I found kidney at Asian markets but found the best deal by checking out local butcher/meat markets.......the smaller butcher shops were more than happy to take my "special" order and order in an adequate amount of kidney and then process it into 1 lb bags for freezing.


SuperG


----------



## Springbrz (Aug 13, 2013)

@ Mato all already responded to your original question. Yes my girl eats once a day. 

To expand on where to procure different organ meats (since you asked) I do get it things like spleen, kidney, testicle of various species from asian markets or international markets in coastal VA region. One thing I found is they are not usually found in the fresh meat case. If you haven't looked try the frozen meat section of those type stores.
My girl doesn't like green tripe (I know she is weird as most dogs can't stay away from that horridly smelly stuff) but in the past I did find it impossible to find locally. There are many raw food suppliers online that will ship frozen at a hefty shipping price but it is available if you so desire. Green tripe is also available in cans at Chewy.com and Petco.com. Trippet is one brand that is well known. 
My Pet Carnivore is highly reputable source of such things if you are interested. I have used them and always happy with their quality. 
You might also try boutique pet stores if you have any in your area. Some have things like frozen raw goat milk, ground frozen organ meat, green tripe or complete ground frozen raw diets. They might even special order for you if you ask. 

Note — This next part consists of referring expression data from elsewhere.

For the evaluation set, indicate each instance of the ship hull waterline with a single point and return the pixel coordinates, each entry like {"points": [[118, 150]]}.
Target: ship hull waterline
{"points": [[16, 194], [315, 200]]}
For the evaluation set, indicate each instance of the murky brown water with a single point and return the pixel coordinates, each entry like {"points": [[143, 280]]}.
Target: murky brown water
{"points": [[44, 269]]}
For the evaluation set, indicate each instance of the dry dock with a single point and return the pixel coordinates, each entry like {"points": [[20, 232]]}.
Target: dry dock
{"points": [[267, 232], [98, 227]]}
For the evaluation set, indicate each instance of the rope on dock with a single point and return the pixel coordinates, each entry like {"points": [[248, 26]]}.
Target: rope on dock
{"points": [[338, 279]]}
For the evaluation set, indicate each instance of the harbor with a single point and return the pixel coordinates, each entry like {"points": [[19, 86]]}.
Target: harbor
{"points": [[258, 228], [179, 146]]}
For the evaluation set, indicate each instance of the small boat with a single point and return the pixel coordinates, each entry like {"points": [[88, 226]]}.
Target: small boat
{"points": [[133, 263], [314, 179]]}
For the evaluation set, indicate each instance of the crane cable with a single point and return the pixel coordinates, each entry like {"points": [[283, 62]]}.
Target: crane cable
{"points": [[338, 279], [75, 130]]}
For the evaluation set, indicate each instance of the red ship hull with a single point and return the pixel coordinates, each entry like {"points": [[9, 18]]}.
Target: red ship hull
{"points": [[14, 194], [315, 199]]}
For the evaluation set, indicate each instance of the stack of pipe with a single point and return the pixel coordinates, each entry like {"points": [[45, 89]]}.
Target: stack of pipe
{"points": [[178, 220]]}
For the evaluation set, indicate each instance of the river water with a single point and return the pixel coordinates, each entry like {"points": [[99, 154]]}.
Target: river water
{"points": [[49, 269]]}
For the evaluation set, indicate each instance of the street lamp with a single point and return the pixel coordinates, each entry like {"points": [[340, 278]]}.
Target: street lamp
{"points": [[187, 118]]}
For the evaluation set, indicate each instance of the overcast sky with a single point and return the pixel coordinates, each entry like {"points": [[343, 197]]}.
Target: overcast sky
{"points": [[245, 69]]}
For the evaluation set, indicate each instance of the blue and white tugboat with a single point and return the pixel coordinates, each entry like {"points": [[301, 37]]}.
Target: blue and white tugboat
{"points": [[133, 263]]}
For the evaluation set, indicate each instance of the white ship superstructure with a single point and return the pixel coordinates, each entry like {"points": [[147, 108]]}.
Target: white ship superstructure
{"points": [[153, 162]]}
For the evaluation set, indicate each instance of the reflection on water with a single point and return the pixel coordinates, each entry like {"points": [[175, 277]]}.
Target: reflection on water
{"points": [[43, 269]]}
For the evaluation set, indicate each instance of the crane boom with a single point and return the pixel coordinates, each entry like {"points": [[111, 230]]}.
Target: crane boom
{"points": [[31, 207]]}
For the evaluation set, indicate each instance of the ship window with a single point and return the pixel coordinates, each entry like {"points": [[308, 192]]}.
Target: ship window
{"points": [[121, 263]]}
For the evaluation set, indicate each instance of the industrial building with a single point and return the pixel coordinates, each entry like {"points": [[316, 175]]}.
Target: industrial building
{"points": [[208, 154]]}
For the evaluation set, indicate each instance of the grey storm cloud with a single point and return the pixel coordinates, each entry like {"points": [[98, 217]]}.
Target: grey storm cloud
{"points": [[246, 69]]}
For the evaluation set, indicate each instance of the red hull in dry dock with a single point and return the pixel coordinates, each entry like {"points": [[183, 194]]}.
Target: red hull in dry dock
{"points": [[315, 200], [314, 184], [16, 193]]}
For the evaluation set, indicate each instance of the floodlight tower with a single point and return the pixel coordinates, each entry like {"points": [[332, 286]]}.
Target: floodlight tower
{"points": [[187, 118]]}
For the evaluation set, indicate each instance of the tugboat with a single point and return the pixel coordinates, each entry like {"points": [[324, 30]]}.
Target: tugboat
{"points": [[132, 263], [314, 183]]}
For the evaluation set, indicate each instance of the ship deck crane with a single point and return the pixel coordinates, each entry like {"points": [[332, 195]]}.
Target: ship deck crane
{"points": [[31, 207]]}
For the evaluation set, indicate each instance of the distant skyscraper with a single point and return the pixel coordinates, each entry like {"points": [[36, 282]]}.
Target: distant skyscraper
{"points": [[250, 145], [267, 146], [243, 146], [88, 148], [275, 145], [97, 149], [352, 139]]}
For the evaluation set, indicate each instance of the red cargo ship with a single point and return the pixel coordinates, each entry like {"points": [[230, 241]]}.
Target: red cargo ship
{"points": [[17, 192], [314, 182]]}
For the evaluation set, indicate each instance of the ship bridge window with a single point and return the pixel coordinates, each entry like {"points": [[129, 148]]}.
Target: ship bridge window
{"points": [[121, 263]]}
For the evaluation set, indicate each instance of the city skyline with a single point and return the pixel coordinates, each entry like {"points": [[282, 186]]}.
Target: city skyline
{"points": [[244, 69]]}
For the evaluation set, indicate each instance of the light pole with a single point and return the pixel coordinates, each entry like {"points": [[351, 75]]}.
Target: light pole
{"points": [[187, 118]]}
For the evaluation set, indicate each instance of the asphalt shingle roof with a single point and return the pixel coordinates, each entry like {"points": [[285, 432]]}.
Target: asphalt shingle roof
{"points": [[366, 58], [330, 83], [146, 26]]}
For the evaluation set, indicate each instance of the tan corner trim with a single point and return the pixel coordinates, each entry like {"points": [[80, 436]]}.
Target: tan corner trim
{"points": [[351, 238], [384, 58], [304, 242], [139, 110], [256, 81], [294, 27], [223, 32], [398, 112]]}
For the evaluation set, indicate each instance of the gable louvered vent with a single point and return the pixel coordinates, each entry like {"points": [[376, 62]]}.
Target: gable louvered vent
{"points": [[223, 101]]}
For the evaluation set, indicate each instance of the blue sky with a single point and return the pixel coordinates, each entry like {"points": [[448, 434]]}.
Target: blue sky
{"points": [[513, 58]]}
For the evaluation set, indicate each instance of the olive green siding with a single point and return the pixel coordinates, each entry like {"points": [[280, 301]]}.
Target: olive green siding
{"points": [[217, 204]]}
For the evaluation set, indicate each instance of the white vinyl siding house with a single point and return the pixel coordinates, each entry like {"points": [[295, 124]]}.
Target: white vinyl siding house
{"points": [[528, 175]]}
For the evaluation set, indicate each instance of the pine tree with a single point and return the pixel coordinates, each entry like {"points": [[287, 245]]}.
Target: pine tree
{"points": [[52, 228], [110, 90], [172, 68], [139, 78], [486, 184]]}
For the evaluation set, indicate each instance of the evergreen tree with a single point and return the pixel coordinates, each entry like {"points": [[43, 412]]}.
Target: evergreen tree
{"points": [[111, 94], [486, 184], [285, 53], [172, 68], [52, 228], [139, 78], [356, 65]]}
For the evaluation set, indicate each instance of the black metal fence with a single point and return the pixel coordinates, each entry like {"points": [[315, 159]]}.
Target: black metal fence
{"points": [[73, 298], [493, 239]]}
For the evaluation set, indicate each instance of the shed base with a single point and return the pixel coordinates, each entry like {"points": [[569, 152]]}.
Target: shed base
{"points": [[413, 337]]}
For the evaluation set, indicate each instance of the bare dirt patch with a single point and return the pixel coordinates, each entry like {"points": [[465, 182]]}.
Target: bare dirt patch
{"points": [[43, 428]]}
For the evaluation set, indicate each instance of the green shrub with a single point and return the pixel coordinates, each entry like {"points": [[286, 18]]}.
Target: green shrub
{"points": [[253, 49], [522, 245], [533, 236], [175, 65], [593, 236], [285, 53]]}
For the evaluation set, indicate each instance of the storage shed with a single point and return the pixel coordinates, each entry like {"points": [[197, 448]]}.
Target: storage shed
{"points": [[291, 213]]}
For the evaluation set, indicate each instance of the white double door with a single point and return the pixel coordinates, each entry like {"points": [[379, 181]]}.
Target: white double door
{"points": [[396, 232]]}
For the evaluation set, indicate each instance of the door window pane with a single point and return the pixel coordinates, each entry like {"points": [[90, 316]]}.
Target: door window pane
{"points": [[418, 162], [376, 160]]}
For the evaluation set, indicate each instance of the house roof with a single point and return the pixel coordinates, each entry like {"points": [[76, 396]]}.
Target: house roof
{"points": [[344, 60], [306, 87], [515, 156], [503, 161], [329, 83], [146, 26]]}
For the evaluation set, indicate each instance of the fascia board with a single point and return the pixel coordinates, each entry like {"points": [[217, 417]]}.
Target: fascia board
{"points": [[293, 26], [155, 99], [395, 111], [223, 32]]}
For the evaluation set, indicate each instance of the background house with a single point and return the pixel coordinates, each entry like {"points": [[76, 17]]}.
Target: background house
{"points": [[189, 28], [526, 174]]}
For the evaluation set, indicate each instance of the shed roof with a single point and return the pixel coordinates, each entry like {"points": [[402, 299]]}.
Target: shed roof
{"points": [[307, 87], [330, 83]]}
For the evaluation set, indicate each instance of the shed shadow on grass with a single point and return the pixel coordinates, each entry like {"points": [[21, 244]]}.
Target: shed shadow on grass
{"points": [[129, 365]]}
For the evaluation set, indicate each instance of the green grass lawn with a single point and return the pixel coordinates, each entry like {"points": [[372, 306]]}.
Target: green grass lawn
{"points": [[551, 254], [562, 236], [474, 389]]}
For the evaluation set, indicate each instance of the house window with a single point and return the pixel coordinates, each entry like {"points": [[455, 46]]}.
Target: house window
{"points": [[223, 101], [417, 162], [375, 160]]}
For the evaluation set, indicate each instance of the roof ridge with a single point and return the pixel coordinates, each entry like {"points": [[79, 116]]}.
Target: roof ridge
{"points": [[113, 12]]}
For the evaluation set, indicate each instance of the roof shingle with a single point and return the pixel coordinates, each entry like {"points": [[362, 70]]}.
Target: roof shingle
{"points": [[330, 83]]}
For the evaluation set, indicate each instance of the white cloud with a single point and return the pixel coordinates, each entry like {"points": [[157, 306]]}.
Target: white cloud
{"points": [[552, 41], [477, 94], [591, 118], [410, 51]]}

When it comes to raw feeding the passion for and against runs deep for most. The biggest argument is usually about safety and balance of the diet. A poorly balanced raw diet, even with the best of intentions, can be worse than a kibble fed dog on cheap low quality kibble. Please keep in mind that when raw feeders here make suggestions on balance of diet they are doing so to benefit your dog and you. No ill will is intended and no one is judging. We have done a ton of research and only want to help you succeed in feeding a properly balanced raw diet so your dog lives a very long and healthy life just as you do. You can search the forum on raw feeding and find a wealth of information if you so desire. The information I have learned here on an appropriate raw diet has been immeasurable over the last 7 years. If you have more questions just ask...we are here to share with the masses.


----------



## Landshark (Aug 20, 2010)

Fodder said:


> Heart is muscle meat, fyi


Organ meat for raw feeding: What Exactly Constitutes “Organ Meat”? | A Place for Paws


----------